Adults with type 2 diabetes mellitus (T2DM) receiving empagliflozin experienced lower rates of venous thromboembolism (VTE), pulmonary embolism (PE), and deep vein thrombosis (DVT) than those treated with dapagliflozin in a large global analysis presented in the AACE Annual Meeting 2026 Abstracts. Cardiovascular outcomes, however, remained similar between the two sodium–glucose cotransporter-2 inhibitor (SGLT2i) therapies.
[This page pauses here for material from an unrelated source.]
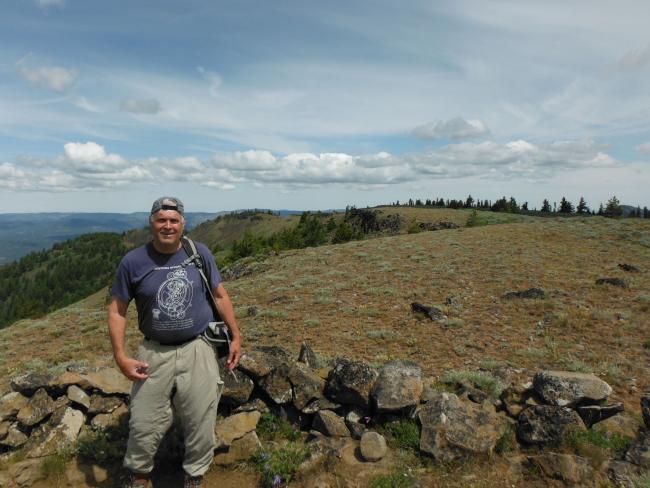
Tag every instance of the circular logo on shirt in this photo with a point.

The target-trial emulation used de-identified data from the TriNetX global research network, which includes more than 140 healthcare institutions worldwide. A total of 483,316 adults with T2DM prescribed empagliflozin or dapagliflozin were initially identified, while patients receiving baseline anticoagulation therapy were excluded. After 1:1 propensity-score matching for demographics, comorbidities, and concomitant medications, each treatment cohort included 155,282 patients with balanced baseline characteristics.
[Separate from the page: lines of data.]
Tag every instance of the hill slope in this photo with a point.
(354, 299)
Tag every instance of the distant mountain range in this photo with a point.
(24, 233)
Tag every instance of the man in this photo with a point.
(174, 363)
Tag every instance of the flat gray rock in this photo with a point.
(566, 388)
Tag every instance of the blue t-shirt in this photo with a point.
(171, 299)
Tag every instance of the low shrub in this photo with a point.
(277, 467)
Compared with dapagliflozin, empagliflozin was associated with a lower risk of composite VTE events (HR, 0.88; 95% CI, 0.81-0.95; P=.014). The reduction was consistent across both PE (HR, 0.87; 95% CI, 0.77-0.98; P=.025) and DVT outcomes (HR, 0.89; 95% CI, 0.81-0.98; P=.017).
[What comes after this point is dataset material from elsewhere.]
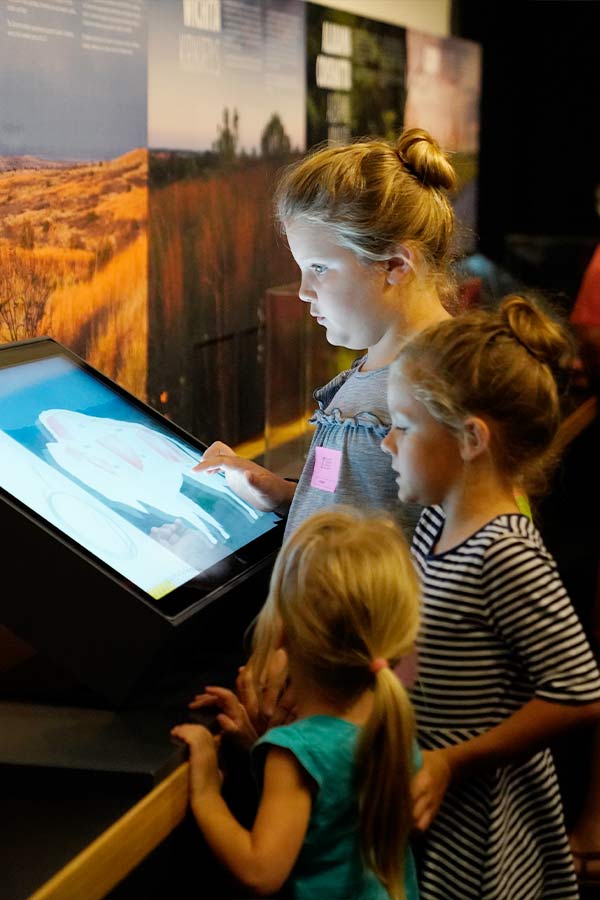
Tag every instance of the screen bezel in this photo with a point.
(188, 597)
Despite the differences in thromboembolic outcomes, rates of major adverse cardiovascular events (MACE), ischemic stroke, myocardial infarction (MI), and cardiac arrest did not differ significantly between treatment groups.

The findings suggest potential agent-specific differences in thromboembolic risk among SGLT2 inhibitors in adults with T2DM.